E os próximos passos?

 

Se houver entendimento, levaremos à votação. Se não houver, então deixa do jeito que está. Agora, isso seria uma imensa derrota porque o sistema atual está se revelando saturado, e da minha perspectiva, falido.

  

Não tenho expectativa de que isso seja votado na próxima semana, pretendemos iniciar o debate.

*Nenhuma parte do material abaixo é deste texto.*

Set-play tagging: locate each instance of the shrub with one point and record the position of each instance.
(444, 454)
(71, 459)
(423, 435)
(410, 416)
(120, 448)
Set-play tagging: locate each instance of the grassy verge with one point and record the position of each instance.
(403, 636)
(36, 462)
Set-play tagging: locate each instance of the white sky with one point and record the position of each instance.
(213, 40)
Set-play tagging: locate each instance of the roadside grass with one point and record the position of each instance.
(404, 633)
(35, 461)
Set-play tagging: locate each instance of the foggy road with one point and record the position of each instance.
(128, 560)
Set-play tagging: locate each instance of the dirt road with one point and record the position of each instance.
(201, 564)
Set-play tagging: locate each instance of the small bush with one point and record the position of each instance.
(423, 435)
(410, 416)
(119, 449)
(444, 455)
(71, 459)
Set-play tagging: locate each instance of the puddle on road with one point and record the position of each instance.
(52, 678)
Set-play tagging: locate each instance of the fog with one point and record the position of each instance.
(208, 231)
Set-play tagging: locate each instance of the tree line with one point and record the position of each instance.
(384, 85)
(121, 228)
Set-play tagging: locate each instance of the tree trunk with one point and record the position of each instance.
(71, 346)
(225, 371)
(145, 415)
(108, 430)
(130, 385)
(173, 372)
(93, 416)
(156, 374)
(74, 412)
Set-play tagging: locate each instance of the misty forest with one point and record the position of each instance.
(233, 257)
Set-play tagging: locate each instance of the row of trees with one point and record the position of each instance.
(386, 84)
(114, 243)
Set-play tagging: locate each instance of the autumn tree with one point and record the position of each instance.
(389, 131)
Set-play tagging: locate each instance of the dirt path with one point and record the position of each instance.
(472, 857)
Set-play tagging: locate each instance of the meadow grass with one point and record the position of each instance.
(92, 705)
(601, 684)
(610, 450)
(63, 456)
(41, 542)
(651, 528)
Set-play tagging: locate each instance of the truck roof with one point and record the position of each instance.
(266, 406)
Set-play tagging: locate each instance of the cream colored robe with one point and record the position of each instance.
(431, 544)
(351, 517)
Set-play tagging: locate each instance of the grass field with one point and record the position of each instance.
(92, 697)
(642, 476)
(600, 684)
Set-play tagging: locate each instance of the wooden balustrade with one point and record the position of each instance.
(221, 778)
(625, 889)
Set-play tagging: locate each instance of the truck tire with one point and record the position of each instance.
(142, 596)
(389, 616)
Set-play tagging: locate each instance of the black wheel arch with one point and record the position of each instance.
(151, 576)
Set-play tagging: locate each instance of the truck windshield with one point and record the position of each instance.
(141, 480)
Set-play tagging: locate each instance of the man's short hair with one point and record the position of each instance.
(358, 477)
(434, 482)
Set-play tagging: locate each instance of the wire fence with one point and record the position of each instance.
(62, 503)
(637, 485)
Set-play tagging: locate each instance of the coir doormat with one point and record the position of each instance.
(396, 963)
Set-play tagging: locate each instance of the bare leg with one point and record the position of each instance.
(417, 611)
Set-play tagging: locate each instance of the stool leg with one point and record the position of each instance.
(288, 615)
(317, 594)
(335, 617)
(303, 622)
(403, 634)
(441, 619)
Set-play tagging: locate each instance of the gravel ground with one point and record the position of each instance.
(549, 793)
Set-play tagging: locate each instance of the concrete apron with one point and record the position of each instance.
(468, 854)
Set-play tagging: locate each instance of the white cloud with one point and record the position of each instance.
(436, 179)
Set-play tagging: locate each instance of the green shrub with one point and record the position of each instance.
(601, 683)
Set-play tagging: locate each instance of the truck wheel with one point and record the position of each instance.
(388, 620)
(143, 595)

Só evolui se for um entendimento suprapartidário.

 

E a ideia é valer já em 2010?

 

Se não der, não tenho agonia em relação a isso. Temos uma reforma política em curso no Brasil desde 1995. Tem um processo, reforma política não é um momento é um processo.

 

A sua proposta é um braço da reforma política, não?

 

Sempre é um braço, né. Porque não dá para ser de uma vez só, é impossível. Nenhum país do planeta fez. Tratar progressivamente, a partir dos problemas centrais que se colocam num determinado momento. Se você pegar a agenda da reforma política, são trinta temas, é impossível solucionar de uma vez só. Tem de procurar construindo a partir dos problemas que vão se colocando.

 

E por que começar com o financiamento?

 

Há um amplo consenso na sociedade e no mundo político que o problema da hora, prioritário é a questão do financiamento de campanha. Que é aquela clássica indagação: quanto custa a democracia e quem paga a conta?

 

Projeto antecipa a reforma política?

 

Eu diria que é um passo a mais na reforma. Como te disse, a reforma não é um momento é um processo. É uma fase do processo que é bem mais amplo.

  

Além do financiamento, o que mais é prioritário?

 

Fazer com que o Congresso retome o comando do estabelecimento e das regras do jogo político. Segundo projeto é pegar as questões que são resolvidas exclusivamente pelo TSE e trazer para a Legislação. Por exemplo, meio de propaganda. Pode ter propaganda na internet ou não? Não existe lei que fala sobre isso. TSE entende que não.

 

E qual a sua defesa?

 

Não há normas claras nesta zona. Diz respeito ao barateamento de campanha. Se você restringe na internet, você elimina um meio barato e democrático de campanha. A ideia que eu apresento é liberar totalmente a campanha na internet: blog, twitter, orkut, site, enfim, é muito mais barato.

  

Essas suas ideias desmembram a reforma política.

 

Roma não se fez em um dia. É uma visão de um longo processo, fazer o que é possível no momento, enfrentar questões concretas e construindo consensos a partir delas.

  

Esta seria uma saída para uma reforma: 'de projeto em projeto chegamos na reforma política?

 

Acho que sim, acho que só existe este caminho. Digamos que é o caminho brasileiro para reforma político. Se pegar a história nacional, país de grandes transições. Não pode imaginar que de repente, de uma vez só, vamos refazer todo o sistema político brasileiro. Isso só na ditadura, na democracia não acontece.